My workaround for this was to implement a fake server that would respond to every URL with the same fixed content (I had it return a one-line HTML file saying “content blocked”). This would make most of the scripts think they got content, but it didn’t work with them all.
I did notice that the PiHole system does provide the ability to spoof responses instead of just black-holing ad domains. If you use that feature, then it may not have the problems I encountered when rolling my own solution.
Redirecting ad domains to something (whether it’s a bogus address or a fake server) can create a lot of bogus traffic on your LAN.
When I switched to a browser-based ad blocker, which could explicitly delete content from downloaded pages based on URLs and other patterns, these problems went away. Instead of just blocking the ad server, they will delete the script that’s trying to access the server.
AdGuard responded that this time they will not unblock analytics.google.com because it’s now used a domain for trackers. But for whatever reason the iOS Analytics app still works so I’ll use that.
@Shamino I use PAC to route certain domains and sites to my proxy. I fumbled it by hand many years ago but ai can write it today. https://g.co/gemini/share/0ef2feedd216
Using a PAC to direct domains to proxies (including my fake server app) is easy. I blogged about that a long time ago (originally as a SlashDot journal post in 2004):
But, as I wrote, I never took it to the next step, to filter based on the contents of the URL. I only filtered based on the hostname.

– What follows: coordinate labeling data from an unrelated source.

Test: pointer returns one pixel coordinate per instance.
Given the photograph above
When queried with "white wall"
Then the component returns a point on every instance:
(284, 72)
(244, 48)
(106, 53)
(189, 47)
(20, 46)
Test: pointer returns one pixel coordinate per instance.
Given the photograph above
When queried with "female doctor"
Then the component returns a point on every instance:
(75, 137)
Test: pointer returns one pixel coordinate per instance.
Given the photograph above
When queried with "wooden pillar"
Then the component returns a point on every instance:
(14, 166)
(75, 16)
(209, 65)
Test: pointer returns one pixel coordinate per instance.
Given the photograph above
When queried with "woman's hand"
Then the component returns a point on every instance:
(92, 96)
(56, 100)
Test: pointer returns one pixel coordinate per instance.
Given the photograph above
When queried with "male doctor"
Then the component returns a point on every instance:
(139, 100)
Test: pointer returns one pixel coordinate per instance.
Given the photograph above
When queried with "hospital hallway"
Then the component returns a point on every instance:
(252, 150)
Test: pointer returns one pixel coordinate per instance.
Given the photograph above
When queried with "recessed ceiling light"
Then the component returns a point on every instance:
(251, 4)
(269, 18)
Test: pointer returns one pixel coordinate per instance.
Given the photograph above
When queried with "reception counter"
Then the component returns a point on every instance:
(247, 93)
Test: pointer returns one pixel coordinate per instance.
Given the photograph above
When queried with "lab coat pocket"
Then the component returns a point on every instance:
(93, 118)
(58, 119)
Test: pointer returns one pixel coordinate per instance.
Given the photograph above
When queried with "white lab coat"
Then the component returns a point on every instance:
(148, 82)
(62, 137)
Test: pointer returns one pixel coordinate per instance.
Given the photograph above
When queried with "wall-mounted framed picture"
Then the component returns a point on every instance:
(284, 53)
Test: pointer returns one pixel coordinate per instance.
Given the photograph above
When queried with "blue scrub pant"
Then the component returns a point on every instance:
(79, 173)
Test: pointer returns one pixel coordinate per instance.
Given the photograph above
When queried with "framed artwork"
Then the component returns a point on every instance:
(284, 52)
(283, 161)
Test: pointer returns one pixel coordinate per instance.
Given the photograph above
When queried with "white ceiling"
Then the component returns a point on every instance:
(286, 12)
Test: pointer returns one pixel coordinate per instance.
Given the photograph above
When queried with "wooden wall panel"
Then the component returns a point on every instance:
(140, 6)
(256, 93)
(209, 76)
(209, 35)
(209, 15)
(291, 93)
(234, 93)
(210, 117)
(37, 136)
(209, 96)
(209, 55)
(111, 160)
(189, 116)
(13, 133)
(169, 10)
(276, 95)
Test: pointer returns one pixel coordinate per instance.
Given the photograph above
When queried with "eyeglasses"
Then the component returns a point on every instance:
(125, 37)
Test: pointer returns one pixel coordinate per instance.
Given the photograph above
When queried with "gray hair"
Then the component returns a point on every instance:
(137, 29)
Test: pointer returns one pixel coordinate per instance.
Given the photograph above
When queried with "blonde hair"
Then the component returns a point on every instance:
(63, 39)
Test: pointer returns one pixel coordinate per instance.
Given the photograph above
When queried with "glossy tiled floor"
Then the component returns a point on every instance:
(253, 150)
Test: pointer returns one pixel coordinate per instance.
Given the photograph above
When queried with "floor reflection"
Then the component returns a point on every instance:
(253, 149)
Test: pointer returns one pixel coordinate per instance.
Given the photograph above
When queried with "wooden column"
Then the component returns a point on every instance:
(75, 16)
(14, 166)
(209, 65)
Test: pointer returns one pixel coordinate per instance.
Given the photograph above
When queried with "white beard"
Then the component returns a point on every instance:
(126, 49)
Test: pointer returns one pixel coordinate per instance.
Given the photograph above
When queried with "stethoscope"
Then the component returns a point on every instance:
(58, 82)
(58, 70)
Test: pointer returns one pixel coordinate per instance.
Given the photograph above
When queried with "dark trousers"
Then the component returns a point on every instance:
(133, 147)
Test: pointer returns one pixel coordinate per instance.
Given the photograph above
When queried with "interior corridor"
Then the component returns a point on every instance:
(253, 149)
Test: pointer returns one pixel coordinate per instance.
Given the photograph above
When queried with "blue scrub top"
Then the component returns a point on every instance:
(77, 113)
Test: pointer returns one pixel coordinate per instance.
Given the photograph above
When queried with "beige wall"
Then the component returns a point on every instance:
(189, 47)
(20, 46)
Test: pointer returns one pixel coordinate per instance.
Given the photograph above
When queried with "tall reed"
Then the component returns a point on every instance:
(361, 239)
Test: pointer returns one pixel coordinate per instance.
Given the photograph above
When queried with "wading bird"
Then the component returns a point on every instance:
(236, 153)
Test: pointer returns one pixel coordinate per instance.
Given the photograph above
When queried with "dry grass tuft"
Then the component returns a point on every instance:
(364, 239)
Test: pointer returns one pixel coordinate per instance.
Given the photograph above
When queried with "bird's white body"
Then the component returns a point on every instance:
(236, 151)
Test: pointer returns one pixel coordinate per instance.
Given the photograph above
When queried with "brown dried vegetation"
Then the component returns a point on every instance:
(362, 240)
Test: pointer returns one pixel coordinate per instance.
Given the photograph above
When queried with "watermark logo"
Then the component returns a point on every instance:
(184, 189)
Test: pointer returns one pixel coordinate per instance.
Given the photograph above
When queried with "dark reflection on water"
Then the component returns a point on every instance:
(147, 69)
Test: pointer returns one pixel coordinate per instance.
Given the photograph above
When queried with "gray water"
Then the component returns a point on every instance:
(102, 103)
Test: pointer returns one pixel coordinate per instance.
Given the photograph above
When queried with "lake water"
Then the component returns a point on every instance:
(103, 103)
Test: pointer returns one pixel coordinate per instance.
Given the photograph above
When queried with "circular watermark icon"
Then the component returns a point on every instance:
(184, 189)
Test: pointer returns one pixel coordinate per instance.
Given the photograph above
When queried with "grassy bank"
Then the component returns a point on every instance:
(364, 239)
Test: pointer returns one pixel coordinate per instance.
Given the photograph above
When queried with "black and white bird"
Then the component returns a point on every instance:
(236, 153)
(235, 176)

Thanks for sharing the link that shows the (really simple) command for filtering based on parts of the URL beyond just the domain name.
Gemini is wrong, however, when it says that you need to host the PAC file on a web server. Every web browser I’ve used has included a preference you can use to specify the URL for a PAC file and file:// URLs have always worked for me.
In addition to a web ad blocker I also use an /etc/hosts file to block ads.